# Lyme Disease vaccine



## Ubermother (Aug 22, 2010)

Do I need to worry about Lyme Disease vaccine if I use Frontline Plus? My vet recommends it only if we hike a lot and closer to when we start hiking which will be when she's about a year. Should I even bother?


----------



## JakodaCD OA (May 14, 2000)

do you live in a tick infested area? I am on the fence regarding the lyme vac.

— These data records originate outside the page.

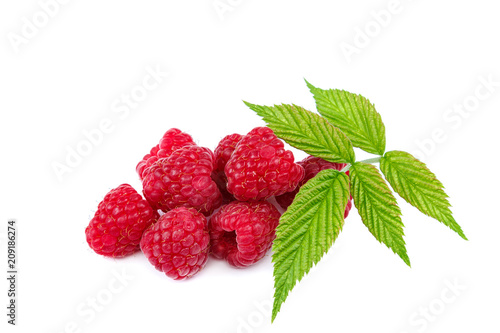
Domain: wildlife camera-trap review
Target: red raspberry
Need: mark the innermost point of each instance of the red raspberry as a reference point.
(118, 224)
(178, 243)
(242, 232)
(260, 167)
(172, 140)
(222, 154)
(312, 166)
(183, 179)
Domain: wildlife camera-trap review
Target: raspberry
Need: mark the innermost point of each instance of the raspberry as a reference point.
(222, 154)
(118, 224)
(260, 167)
(178, 243)
(242, 232)
(312, 166)
(172, 140)
(183, 179)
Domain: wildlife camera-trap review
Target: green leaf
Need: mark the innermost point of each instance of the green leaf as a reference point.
(378, 207)
(415, 183)
(307, 131)
(354, 115)
(307, 230)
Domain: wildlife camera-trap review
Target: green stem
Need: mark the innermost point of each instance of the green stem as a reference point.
(368, 161)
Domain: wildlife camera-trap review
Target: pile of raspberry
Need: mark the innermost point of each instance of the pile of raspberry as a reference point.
(198, 203)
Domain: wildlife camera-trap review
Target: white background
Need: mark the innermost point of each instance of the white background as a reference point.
(70, 74)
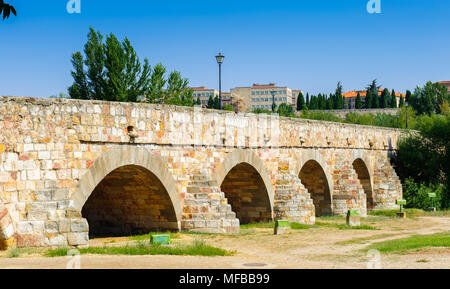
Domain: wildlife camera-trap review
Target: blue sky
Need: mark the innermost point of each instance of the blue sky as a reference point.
(303, 44)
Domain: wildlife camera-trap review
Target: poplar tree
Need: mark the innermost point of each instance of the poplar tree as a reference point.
(368, 100)
(393, 99)
(358, 104)
(300, 102)
(384, 98)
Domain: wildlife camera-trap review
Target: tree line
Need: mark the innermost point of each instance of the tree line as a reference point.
(336, 100)
(110, 70)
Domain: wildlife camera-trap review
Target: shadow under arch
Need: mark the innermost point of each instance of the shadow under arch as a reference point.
(137, 171)
(313, 171)
(362, 166)
(246, 183)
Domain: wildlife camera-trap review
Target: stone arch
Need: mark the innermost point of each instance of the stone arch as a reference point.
(313, 171)
(247, 186)
(129, 160)
(362, 166)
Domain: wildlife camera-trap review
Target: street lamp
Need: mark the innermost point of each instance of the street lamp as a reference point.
(406, 109)
(273, 100)
(220, 59)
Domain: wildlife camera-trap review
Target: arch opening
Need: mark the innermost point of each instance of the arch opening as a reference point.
(364, 178)
(314, 179)
(247, 194)
(129, 200)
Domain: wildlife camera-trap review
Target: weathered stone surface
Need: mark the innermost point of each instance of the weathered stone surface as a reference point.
(66, 165)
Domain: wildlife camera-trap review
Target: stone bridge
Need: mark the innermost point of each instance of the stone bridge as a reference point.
(71, 169)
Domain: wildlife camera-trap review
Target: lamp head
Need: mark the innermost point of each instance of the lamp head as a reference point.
(220, 58)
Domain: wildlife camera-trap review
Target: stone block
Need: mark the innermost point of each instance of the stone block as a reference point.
(78, 238)
(79, 225)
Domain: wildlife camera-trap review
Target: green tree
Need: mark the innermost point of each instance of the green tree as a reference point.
(210, 104)
(156, 91)
(110, 71)
(401, 103)
(358, 104)
(286, 110)
(339, 98)
(330, 103)
(368, 100)
(429, 98)
(6, 9)
(393, 102)
(313, 105)
(373, 87)
(384, 98)
(301, 105)
(425, 156)
(216, 102)
(375, 100)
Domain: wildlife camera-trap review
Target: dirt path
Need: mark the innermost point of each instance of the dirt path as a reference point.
(322, 247)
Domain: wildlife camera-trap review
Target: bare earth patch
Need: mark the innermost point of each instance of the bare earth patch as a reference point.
(316, 247)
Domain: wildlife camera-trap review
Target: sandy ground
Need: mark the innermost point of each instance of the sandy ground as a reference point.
(322, 247)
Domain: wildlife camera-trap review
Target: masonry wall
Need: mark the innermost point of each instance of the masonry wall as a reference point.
(48, 148)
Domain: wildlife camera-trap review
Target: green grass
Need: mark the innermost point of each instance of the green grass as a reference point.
(268, 225)
(298, 226)
(363, 240)
(345, 226)
(14, 253)
(147, 236)
(411, 213)
(197, 248)
(393, 213)
(411, 243)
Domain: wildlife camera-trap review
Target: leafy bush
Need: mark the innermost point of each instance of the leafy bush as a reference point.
(327, 116)
(416, 195)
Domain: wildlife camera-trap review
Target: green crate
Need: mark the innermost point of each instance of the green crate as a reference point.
(401, 202)
(353, 213)
(282, 223)
(160, 239)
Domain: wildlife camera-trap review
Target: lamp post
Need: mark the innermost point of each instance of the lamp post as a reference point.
(220, 59)
(406, 109)
(273, 100)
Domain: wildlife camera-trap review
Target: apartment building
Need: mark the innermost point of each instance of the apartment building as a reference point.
(260, 96)
(446, 84)
(204, 94)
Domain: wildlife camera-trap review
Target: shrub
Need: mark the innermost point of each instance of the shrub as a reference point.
(416, 195)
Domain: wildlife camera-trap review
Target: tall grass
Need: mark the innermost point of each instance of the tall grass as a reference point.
(196, 248)
(411, 243)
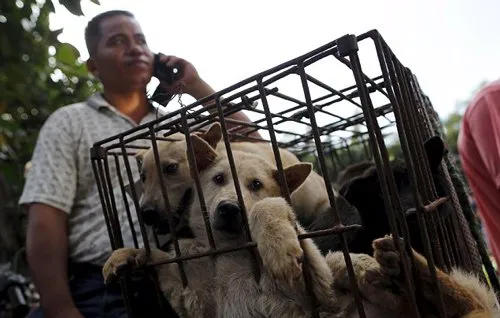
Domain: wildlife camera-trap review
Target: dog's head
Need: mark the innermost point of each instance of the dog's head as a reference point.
(365, 193)
(173, 167)
(257, 179)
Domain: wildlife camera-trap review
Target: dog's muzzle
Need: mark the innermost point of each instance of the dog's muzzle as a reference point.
(228, 217)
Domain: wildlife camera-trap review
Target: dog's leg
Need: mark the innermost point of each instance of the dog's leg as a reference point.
(380, 295)
(274, 228)
(459, 298)
(185, 301)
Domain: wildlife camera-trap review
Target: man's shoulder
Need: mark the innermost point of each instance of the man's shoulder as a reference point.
(71, 113)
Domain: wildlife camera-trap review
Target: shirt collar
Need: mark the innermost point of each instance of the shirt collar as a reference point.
(98, 102)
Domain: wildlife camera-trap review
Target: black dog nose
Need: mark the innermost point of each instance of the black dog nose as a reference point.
(227, 209)
(149, 215)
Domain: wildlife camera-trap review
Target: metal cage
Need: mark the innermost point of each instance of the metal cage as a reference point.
(303, 105)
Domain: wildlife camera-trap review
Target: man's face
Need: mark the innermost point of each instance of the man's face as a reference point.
(122, 60)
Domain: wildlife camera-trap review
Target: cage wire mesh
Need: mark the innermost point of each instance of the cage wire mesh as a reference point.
(304, 105)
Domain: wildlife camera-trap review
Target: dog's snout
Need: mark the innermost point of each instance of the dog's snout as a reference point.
(149, 215)
(228, 209)
(228, 217)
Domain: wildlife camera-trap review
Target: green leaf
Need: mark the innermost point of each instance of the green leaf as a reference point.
(50, 5)
(67, 54)
(73, 6)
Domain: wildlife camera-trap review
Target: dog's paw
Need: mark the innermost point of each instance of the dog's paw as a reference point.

There are some who do it, some who are against it, for health reasons that can be worse than lyme disease.

I live in Lyme CT, previous dogs of mine, got the vac annually for the first 5 years of their lives, the two aussies I have now as well, my 2 yr old gsd, did one on when she was a year old.

I have to say, none of my dogs have ever tested positive for Lyme Disease, however, they are constantly testing positive for anaplasmosis, (a separate tick disease).

The Lyme vac is only for Lyme (and that isn't 100% either), it does NOT cover all other tick diseases which in my opinion, are even worse. 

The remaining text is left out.